Alex Stone is the author of Fooling Houdini: Magicians, Mentalists, Math Geeks and the Hidden Powers of the Mind. His writing has appeared in DISCOVER, Harper’s, Science, The New York Times, and The Wall Street Journal.
There was a time when people thought of playing cards as cosmic instruments. Fortunes were told, fortunes were lost, and the secrets of the universe unveiled themselves at the turn of a card. These days we know better. And yet, a look at the mathematics of card shuffling reveals some startling insights.

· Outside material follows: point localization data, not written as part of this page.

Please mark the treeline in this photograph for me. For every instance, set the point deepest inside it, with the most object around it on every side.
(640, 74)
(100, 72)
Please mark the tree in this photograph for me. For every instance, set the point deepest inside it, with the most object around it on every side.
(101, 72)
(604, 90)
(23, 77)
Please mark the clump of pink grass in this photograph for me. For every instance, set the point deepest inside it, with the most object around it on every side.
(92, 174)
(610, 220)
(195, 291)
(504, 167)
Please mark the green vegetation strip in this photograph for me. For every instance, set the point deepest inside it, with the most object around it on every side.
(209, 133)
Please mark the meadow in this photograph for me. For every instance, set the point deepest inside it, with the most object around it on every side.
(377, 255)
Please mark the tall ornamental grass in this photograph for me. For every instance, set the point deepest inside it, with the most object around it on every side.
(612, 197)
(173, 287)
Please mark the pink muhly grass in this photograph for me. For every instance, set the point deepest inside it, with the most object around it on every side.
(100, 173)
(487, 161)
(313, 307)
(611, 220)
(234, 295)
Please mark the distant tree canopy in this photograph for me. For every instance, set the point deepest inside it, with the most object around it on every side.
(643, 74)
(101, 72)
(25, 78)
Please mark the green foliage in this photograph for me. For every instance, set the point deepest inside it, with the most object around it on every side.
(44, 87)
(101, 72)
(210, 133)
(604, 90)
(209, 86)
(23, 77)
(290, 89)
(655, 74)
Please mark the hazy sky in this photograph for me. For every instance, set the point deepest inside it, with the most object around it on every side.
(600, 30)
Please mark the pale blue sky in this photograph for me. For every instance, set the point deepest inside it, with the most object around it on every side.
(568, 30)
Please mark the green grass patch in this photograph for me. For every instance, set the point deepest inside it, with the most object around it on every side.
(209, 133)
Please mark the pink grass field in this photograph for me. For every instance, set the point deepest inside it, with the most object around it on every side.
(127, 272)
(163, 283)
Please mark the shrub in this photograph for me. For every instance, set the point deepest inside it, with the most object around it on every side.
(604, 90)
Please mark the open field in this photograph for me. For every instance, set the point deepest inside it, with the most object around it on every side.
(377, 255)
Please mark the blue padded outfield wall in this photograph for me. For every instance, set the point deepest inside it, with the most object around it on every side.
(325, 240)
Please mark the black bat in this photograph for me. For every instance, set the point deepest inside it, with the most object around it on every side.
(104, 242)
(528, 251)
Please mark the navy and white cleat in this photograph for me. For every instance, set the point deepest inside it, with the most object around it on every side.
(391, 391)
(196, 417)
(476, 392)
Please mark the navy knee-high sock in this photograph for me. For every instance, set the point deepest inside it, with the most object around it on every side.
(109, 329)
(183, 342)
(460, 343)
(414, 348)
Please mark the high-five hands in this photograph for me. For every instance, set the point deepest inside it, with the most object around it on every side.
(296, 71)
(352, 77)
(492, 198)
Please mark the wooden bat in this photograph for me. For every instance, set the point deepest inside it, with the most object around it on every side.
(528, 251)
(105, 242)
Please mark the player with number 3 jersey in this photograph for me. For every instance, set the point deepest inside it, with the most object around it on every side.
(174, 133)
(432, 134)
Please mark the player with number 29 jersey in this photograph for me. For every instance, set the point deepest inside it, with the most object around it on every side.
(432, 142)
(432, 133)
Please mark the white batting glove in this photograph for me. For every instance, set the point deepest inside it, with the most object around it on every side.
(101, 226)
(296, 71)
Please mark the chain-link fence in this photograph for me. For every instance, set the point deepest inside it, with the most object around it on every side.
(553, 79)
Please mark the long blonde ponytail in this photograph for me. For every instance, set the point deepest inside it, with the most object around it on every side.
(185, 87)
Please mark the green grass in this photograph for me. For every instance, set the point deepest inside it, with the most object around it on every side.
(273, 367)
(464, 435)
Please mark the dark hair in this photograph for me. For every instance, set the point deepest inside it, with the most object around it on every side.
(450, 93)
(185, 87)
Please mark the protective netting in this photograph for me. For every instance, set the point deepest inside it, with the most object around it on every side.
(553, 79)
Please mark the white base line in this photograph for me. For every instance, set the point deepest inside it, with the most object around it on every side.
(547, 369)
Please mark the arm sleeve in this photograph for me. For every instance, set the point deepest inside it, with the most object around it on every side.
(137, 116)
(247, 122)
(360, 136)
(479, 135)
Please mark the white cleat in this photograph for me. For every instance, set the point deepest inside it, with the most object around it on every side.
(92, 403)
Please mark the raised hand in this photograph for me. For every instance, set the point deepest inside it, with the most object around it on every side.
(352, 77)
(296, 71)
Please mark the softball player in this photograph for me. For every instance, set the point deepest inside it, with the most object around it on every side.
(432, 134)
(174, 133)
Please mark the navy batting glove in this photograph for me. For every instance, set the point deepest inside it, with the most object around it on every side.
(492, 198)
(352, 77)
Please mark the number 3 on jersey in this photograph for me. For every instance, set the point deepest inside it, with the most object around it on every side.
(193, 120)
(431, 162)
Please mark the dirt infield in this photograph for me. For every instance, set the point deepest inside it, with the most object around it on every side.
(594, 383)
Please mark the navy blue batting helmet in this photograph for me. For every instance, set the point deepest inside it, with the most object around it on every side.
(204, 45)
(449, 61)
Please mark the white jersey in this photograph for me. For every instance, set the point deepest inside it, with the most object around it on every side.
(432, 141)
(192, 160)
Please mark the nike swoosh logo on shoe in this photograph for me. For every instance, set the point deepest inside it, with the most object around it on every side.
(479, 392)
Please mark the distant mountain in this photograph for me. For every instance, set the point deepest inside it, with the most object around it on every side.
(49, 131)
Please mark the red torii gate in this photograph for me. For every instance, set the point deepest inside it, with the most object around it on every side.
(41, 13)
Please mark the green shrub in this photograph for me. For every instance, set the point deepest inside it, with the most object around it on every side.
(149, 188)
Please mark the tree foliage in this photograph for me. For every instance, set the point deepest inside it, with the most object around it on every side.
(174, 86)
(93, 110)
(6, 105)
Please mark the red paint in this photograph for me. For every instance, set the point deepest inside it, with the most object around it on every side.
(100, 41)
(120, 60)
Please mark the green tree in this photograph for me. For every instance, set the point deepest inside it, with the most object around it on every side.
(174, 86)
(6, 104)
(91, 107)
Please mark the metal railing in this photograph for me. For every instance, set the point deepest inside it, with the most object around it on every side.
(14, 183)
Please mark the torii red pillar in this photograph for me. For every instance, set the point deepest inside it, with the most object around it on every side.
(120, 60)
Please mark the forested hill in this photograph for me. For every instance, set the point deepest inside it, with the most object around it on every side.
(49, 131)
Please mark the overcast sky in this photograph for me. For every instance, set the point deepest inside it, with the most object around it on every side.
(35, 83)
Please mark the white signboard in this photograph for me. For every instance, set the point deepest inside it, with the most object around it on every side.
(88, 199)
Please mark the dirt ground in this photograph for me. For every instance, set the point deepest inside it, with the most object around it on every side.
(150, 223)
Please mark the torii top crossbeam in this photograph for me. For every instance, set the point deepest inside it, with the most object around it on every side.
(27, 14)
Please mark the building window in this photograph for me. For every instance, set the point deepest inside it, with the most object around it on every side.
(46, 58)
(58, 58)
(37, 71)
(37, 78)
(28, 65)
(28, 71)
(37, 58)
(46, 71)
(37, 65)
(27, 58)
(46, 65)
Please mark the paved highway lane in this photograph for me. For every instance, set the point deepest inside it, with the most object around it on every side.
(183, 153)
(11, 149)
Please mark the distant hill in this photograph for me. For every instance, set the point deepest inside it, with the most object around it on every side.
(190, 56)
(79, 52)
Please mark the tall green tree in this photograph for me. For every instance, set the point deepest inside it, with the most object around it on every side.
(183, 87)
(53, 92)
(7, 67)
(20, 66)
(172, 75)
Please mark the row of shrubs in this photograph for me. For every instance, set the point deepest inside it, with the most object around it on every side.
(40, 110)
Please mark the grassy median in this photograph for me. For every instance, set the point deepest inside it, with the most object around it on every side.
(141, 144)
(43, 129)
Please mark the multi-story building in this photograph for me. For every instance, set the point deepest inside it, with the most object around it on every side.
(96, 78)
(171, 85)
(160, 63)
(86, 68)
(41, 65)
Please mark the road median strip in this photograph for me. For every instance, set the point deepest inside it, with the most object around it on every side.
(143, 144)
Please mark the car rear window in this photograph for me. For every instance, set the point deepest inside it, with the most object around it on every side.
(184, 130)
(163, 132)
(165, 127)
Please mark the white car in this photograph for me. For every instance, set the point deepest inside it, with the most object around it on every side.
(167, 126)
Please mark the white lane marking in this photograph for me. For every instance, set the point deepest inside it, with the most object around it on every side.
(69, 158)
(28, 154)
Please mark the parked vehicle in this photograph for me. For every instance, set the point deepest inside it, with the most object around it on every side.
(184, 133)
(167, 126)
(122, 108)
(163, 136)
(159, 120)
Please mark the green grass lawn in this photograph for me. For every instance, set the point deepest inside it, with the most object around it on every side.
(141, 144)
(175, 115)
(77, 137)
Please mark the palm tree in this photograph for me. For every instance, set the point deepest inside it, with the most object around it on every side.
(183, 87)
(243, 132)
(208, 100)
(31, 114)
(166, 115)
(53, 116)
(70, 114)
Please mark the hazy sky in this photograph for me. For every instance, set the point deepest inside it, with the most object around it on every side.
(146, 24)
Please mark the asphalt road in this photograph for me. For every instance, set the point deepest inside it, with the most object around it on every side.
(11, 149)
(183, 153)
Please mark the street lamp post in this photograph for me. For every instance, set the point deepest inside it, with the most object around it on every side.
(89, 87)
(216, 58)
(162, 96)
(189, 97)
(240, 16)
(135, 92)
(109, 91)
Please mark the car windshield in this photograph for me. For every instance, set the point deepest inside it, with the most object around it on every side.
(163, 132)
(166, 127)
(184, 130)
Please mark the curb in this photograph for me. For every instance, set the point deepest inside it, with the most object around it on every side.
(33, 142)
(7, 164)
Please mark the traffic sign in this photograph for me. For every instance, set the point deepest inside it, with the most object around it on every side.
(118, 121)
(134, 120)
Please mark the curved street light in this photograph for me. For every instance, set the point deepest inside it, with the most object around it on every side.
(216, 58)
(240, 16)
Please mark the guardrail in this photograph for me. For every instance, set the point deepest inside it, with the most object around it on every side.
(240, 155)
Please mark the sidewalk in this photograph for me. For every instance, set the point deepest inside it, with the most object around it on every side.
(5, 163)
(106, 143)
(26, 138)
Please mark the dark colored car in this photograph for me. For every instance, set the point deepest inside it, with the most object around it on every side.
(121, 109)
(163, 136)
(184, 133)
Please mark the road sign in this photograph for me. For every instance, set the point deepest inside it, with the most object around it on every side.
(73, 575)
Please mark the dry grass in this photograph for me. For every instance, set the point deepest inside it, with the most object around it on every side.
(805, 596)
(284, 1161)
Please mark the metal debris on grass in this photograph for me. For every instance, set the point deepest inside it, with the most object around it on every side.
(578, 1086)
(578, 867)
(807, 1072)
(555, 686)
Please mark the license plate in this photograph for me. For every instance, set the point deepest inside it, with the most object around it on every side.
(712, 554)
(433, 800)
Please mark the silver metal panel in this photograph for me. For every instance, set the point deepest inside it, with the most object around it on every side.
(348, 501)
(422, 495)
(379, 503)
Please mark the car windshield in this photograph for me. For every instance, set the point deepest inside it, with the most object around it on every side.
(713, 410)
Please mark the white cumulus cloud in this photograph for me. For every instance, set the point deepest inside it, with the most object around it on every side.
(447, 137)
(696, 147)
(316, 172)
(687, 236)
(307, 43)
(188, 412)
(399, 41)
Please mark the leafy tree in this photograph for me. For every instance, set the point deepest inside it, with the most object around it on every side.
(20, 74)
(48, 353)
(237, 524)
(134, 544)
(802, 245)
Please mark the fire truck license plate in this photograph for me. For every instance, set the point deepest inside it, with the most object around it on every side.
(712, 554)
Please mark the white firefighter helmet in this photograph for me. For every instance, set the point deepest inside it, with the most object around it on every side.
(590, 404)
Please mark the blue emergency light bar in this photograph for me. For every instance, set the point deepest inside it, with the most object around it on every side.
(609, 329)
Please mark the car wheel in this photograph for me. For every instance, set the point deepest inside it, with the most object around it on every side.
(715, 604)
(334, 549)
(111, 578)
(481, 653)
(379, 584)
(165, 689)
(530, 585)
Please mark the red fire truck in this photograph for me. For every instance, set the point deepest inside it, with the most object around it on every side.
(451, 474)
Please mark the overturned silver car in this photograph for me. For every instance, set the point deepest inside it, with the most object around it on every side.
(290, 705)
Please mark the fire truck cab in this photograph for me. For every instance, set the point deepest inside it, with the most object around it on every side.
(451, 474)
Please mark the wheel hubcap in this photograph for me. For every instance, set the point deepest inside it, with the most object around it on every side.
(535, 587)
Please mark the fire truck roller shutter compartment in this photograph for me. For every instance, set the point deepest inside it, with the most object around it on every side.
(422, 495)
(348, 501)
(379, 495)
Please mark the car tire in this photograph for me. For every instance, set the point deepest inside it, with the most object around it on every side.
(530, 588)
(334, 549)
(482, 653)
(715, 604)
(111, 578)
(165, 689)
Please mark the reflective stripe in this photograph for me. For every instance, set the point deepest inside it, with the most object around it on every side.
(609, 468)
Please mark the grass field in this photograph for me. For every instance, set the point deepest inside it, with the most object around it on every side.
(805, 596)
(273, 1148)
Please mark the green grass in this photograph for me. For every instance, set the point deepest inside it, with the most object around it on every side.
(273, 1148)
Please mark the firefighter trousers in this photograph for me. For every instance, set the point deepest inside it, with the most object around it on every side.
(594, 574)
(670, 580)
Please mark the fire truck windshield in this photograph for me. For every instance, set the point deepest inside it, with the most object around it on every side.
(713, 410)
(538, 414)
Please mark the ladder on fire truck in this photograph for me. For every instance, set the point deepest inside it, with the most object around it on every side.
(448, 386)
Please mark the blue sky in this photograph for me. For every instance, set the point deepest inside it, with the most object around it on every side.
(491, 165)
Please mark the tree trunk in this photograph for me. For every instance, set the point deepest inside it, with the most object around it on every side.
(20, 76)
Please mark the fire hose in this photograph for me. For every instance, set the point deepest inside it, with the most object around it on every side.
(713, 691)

Consider, for instance, the perfect, or “faro” shuffle—whereby the cards are divided exactly in half (top and bottom) and then interleaved so that they alternate exactly. Most people think shuffling tends to mix up a deck of cards, and usually that’s true, because a typical shuffle is sloppy. But a perfect shuffle isn’t random at all. Eight consecutive perfect shuffles will bring a 52-card deck back to its original order, with every card in the pack having cycled through a series of predictable permutations back to its starting place. This holds true for any deck, regardless of its size, although eight isn’t always the magic number. If you have 25 cards, it takes 20 shuffles, whereas for 32 cards it only takes 5; for 53 cards, 52 shuffles are needed. You can derive a formula for the relationship between the number of cards in the deck and the number of faro shuffles in one full cycle.